Noch nie konnte ein chinesischer Politiker auf dem internationalen Parkett mächtiger auftreten als Hu an diesem Wochenende: China verfügt über die höchsten Devisenreserven der Welt, hat gerade ein von den internationalen Börsen gefeiertes Konjunkturprogramm aufgelegt und wächst auch in Zeiten der Weltrezession noch immer mit rund acht Prozent. Seine starke Position verdankt die Volksrepublik nicht zuletzt der Tatsache, dass sie seit 30 Jahren ihren eigenen Weg gegangen ist und nicht einfach das neoliberale Modell des Westens kopiert hat. Insbesondere in anderen armen Ländern der Erde ist China damit zum glaubwürdigen Vorbild geworden. Diese Funktion hat Peking somit politisch effektiv ausgenutzt.

Schon seit Jahren tritt die Volksrepublik international als Anwalt und Führungsmacht der Dritten Welt auf. Auch bei den Vorbereitungen für das Gipfeltreffen in Washington betonte Peking mehrfach, dass Hu vor allem zu „mehr Fairness“ im Umgang mit den ärmeren Ländern aufrufen werde. Bei dieser Forderung dürfte Hu es auf diesem Gipfel auch belassen. Er wird Pekings diplomatischen Traditionen treu bleiben, im Ausland eher leise und mit Zurückhaltung aufzutreten. Schließlich will China langfristig vom Westen als ein konstruktiver Partner wahrgenommen werden und nicht als eine Bedrohung. Das Land kann sich auftrumpfende Gesten derzeit kaum leisten: Zwar ging die globale Finanzkrise an der Volkrepublik zunächst weitgehend vorbei, doch inzwischen bereiten die realwirtschaftlichen Auswirkungen der Krise auch Chinas exportabhängiger Konjunktur zunehmend Sorgen.
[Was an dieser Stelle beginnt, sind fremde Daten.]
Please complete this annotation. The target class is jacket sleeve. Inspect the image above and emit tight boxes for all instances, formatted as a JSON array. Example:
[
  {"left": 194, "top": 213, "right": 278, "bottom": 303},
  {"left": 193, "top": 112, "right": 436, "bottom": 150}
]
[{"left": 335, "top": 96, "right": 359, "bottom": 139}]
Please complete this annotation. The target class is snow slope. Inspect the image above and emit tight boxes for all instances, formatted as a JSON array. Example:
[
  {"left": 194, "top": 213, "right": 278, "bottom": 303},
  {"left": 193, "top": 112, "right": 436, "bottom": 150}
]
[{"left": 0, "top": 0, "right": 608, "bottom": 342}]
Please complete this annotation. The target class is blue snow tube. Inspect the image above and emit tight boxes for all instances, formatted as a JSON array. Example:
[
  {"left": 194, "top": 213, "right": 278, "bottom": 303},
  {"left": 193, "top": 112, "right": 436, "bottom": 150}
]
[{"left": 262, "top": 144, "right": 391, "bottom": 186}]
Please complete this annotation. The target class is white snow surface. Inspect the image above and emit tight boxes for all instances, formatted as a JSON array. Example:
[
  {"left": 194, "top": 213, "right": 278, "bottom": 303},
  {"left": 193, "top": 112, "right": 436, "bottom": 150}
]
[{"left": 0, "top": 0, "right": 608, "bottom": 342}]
In welche Richtungen Chinas Ideen für eine neue Weltwirtschaftsordnung gehen, ist nach wie vor ein Geheimnis: Peking will Mechanismen zur Wohlstandsumverteilung von reichen zu armen Länder schaffen – ohne eine politische Einmischung. Das könnte bedeuten, dass der Internationale Währungsfond (IWF) sich künftig stärker auf reine Währungsfragen konzentriert, statt Ländern komplette Reformkonzepte vorzuschreiben.

Entwicklungsländer könnten das Recht bekommen, ihre Märkte stärker zu schützen, während Industrienationen dort Zölle abbauen müssten, wo arme Staaten Wettbewerbsvorteile haben. Auch der Technologietransfer könnte neu organisiert werden. China fordert, reiche Staaten sollten 0,7 Prozent ihres Bruttoinlandsprodukts bereitstellen, um armen Ländern Klimaschutztechnologie zur Verfügung zu stellen. Das wären in Deutschland jährlich 18 Milliarden Euro – fast doppelt so viel wie der Bundesetats für Bildung und Forschung.